A cultura está a revelar-se um potente impulsionador económico, gerando emprego direto e secundário. Pedro Muagura, administrador do parque, destacou o potencial transformador de rendimentos, citando um produtor que ganhou 250 mil meticais (3.300 euros) no ano passado — um valor que supera os salários formais típicos locais.
A Gorongosa produz atualmente aproximadamente cinco toneladas de café a cada três meses, com os principais destinos de exportação a incluir Portugal, Inglaterra e EUA. Embora a produção esteja numa fase inicial, a indústria nacional, fortemente concentrada nesta região, está a acelerar. Moçambique espera colher quase 100 toneladas este ano, um aumento significativo face às 40 toneladas do ano passado.

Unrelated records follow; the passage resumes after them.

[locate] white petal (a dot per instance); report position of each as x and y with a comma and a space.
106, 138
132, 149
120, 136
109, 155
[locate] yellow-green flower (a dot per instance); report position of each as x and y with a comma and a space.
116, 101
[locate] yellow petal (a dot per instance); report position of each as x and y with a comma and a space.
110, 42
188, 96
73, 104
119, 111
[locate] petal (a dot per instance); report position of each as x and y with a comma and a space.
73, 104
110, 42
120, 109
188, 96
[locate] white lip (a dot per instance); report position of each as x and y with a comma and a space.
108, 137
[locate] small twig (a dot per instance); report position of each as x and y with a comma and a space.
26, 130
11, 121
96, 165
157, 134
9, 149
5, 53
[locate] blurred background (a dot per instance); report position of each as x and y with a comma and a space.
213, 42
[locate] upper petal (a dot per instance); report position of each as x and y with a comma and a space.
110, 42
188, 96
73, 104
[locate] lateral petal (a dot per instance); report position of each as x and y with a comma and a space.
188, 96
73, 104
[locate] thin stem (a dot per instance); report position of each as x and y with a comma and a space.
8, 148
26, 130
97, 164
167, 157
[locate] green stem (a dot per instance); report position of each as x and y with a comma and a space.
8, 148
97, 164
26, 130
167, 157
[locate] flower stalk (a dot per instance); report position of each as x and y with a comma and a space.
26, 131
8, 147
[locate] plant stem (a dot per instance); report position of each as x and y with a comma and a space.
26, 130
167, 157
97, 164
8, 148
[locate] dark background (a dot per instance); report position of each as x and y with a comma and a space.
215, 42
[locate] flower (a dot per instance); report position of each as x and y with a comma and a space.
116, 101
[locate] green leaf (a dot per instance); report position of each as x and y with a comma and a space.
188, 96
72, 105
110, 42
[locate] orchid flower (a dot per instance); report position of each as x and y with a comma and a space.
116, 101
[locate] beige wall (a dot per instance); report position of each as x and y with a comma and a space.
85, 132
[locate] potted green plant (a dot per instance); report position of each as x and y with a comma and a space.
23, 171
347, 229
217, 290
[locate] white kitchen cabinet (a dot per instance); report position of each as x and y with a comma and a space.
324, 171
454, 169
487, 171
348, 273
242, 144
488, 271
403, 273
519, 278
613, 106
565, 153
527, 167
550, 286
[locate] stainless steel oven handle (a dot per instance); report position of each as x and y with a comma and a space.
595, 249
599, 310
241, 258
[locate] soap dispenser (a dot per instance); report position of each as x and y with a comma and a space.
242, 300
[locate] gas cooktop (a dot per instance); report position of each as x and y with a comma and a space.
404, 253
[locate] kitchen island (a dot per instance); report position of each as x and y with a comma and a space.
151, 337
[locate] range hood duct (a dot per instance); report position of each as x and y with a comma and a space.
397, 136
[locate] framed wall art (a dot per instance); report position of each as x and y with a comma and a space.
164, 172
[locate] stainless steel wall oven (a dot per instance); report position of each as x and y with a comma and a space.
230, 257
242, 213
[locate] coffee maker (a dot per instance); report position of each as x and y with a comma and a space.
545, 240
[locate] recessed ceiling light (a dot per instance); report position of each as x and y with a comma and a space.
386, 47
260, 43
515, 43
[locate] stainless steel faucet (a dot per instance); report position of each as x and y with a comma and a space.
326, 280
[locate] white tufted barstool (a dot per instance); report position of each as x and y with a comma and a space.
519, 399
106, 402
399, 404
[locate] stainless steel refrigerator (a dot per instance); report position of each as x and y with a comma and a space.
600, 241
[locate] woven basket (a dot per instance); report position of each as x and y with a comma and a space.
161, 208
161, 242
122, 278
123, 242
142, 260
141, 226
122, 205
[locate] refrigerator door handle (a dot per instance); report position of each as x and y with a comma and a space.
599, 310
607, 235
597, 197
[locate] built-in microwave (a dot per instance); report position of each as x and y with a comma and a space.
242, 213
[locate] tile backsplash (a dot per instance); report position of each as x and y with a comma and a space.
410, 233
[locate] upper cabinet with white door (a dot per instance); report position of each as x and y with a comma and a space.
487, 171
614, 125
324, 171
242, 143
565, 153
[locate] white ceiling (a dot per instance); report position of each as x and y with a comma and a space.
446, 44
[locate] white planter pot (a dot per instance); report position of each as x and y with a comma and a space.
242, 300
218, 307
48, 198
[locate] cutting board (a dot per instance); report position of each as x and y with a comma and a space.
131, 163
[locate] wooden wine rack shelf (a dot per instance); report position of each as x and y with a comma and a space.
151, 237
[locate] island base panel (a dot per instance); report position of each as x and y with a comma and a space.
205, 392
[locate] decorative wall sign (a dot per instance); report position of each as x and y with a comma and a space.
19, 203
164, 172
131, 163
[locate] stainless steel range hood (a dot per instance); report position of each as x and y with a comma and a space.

Esta expansão é sustentada por financiamento integrado para a conservação e desenvolvimento económico. O governo norueguês comprometeu recentemente 427 milhões de meticais (5,6 milhões de euros) para o parque, visando especificamente o apoio comunitário e iniciativas agrícolas como o café. Este financiamento é complementado pelo financiamento da Agência Italiana de Cooperação.
A estratégia a longo prazo, também apoiada por mais 2.200 famílias produtoras, visa estabelecer uma área de produção nacional de 5.000 hectares na próxima década. Jenaro Lopes, Presidente da Associação dos Cafeicultores de Moçambique (Amocafé), indicou que a prioridade é a qualidade em detrimento do volume, afirmando que o objetivo é “produzir café de qualidade para que possamos conquistar este mercado fora de Moçambique”. A iniciativa do café serve de modelo para a integração da agricultura comercialmente viável com os esforços de conservação, de forma a proporcionar benefícios económicos sustentados.